Enhancement of anti-inflammatory effects of calcium channel blockers by allopurinol and dimethylsulphoxide.

The effects of the calcium channel blockers, nifedipine, verapamil and flunarizine, and the antioxidants, allopurinol and dimethylsulphoxide, were investigated on carrageenan-induced rat paw oedema and changes in vascular permeability. Paw volume was measured by using a plethysmometer and vascular permeability was quantified by measuring the extravasated Evans blue dye 3 h after injecting the phlogistic agent.

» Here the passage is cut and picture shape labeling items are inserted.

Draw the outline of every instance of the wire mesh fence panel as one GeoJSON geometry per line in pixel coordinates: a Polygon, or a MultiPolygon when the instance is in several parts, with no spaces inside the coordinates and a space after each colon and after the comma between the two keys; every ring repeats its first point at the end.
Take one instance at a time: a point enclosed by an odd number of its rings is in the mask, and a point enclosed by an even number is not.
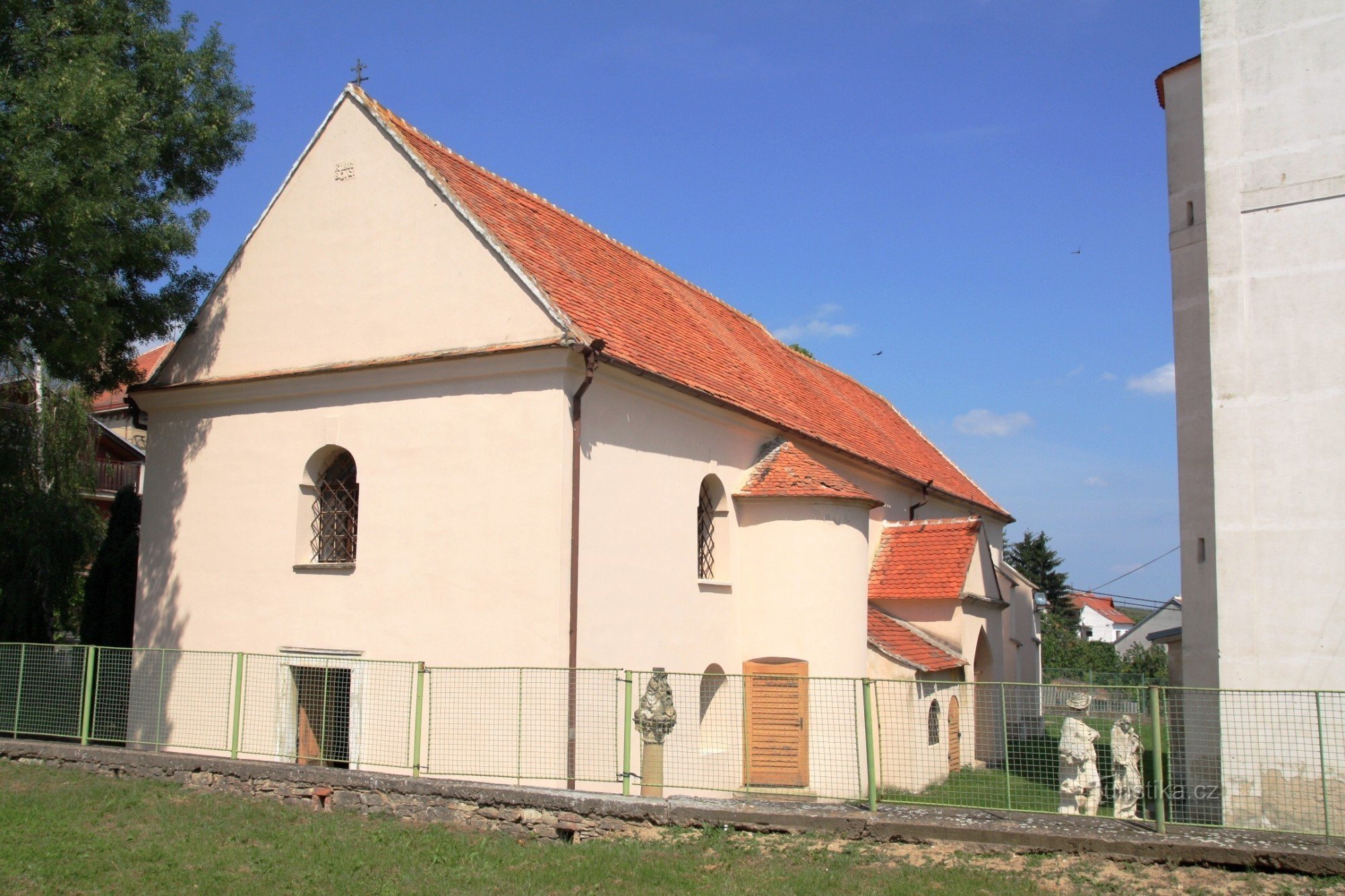
{"type": "Polygon", "coordinates": [[[1163,696],[1171,821],[1326,833],[1345,749],[1338,694],[1169,687],[1163,696]]]}
{"type": "Polygon", "coordinates": [[[1150,718],[1142,693],[1135,687],[874,682],[880,796],[1143,817],[1143,744],[1150,718]]]}
{"type": "Polygon", "coordinates": [[[863,796],[859,679],[635,673],[642,710],[658,702],[660,681],[667,682],[677,717],[660,732],[642,725],[636,710],[632,761],[644,792],[663,787],[800,799],[863,796]]]}
{"type": "Polygon", "coordinates": [[[94,741],[229,749],[234,654],[100,647],[94,655],[94,741]]]}
{"type": "Polygon", "coordinates": [[[301,766],[412,766],[417,663],[243,657],[239,752],[301,766]]]}
{"type": "Polygon", "coordinates": [[[429,669],[430,775],[617,782],[615,669],[429,669]],[[573,685],[574,741],[570,731],[573,685]]]}
{"type": "Polygon", "coordinates": [[[17,736],[19,666],[23,644],[0,644],[0,732],[17,736]]]}
{"type": "Polygon", "coordinates": [[[7,644],[0,665],[0,726],[15,736],[78,739],[86,648],[7,644]]]}

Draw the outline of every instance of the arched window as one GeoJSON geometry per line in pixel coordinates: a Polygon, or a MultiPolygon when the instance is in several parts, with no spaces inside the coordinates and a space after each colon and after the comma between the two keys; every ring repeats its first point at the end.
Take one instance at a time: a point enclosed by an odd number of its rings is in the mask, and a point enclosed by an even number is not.
{"type": "Polygon", "coordinates": [[[728,519],[729,499],[718,476],[701,480],[701,495],[695,502],[695,577],[717,578],[728,576],[728,519]]]}
{"type": "Polygon", "coordinates": [[[355,537],[359,529],[359,483],[355,459],[339,451],[317,476],[313,488],[313,562],[355,562],[355,537]]]}

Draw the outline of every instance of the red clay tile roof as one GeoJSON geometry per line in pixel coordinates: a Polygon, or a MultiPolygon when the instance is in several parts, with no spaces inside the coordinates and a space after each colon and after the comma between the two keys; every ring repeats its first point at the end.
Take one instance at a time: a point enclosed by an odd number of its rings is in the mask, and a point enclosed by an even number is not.
{"type": "Polygon", "coordinates": [[[979,533],[976,517],[886,523],[869,568],[869,600],[960,597],[979,533]]]}
{"type": "Polygon", "coordinates": [[[1079,592],[1075,592],[1069,595],[1069,601],[1075,607],[1079,607],[1080,609],[1083,609],[1084,607],[1092,607],[1093,609],[1100,612],[1107,619],[1107,622],[1119,623],[1122,626],[1135,624],[1134,619],[1116,609],[1116,604],[1112,603],[1111,597],[1099,597],[1098,595],[1092,593],[1081,595],[1079,592]]]}
{"type": "Polygon", "coordinates": [[[546,299],[621,363],[791,432],[1007,513],[882,396],[791,350],[752,318],[468,161],[348,89],[421,159],[546,299]]]}
{"type": "Polygon", "coordinates": [[[1194,57],[1192,57],[1190,59],[1186,59],[1185,62],[1178,62],[1171,69],[1163,69],[1162,71],[1158,73],[1158,77],[1154,78],[1154,90],[1158,91],[1158,108],[1159,109],[1166,109],[1167,108],[1167,93],[1163,90],[1163,78],[1166,78],[1167,75],[1170,75],[1171,73],[1174,73],[1174,71],[1177,71],[1180,69],[1185,69],[1186,66],[1189,66],[1193,62],[1200,62],[1200,54],[1198,52],[1194,57]]]}
{"type": "Polygon", "coordinates": [[[835,498],[862,500],[874,507],[884,502],[806,455],[792,441],[780,441],[748,471],[738,498],[835,498]]]}
{"type": "MultiPolygon", "coordinates": [[[[172,348],[172,346],[174,343],[167,342],[159,346],[157,348],[151,348],[145,354],[136,358],[136,370],[140,371],[140,382],[145,382],[147,379],[149,379],[149,377],[153,375],[155,370],[157,370],[159,365],[163,363],[163,359],[168,355],[168,351],[172,348]]],[[[93,410],[94,413],[100,410],[125,410],[126,408],[126,402],[124,401],[125,397],[126,397],[125,386],[121,386],[120,389],[113,389],[110,391],[101,391],[93,397],[93,404],[90,404],[89,410],[93,410]]]]}
{"type": "Polygon", "coordinates": [[[873,604],[869,604],[869,643],[920,671],[944,671],[967,665],[951,647],[939,644],[911,623],[889,616],[873,604]]]}

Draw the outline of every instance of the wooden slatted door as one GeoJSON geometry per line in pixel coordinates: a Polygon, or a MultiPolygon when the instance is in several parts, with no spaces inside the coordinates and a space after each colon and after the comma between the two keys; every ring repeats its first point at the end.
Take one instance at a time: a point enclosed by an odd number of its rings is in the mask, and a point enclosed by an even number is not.
{"type": "Polygon", "coordinates": [[[962,706],[958,698],[948,700],[948,774],[962,771],[962,706]]]}
{"type": "Polygon", "coordinates": [[[751,787],[808,786],[808,663],[745,662],[744,763],[751,787]]]}

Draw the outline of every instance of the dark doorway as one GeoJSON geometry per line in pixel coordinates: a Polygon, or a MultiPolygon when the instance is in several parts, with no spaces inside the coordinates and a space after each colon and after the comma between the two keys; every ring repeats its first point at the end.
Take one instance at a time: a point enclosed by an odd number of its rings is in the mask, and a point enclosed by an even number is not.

Intraperitoneal administration of nifedipine (1,2 and 4 mg/kg), verapamil (5, 10 and 20 mg/kg), flunarizine (2.5, 5 and 10 mg/kg), allopurinol (6.25, 12.5 and 25 mg/kg) and dimethylsulphoxide (20, 40 and 80 mg/kg) 30 min before carrageenan, dose dependently inhibited oedema formation and increased vascular permeability. Co-administration of the lowest doses of calcium channel blockers with the lowest doses of antioxidants produced synergistic inhibitory effects. These results indicate that both calcium influx and oxygen-derived free radicals are involved in carrageenan-induced inflammatory responses. Thus, the synergistic effects of their combination may be due to the blockade of calcium entry and reduction in the generation of oxygen-derived free radicals.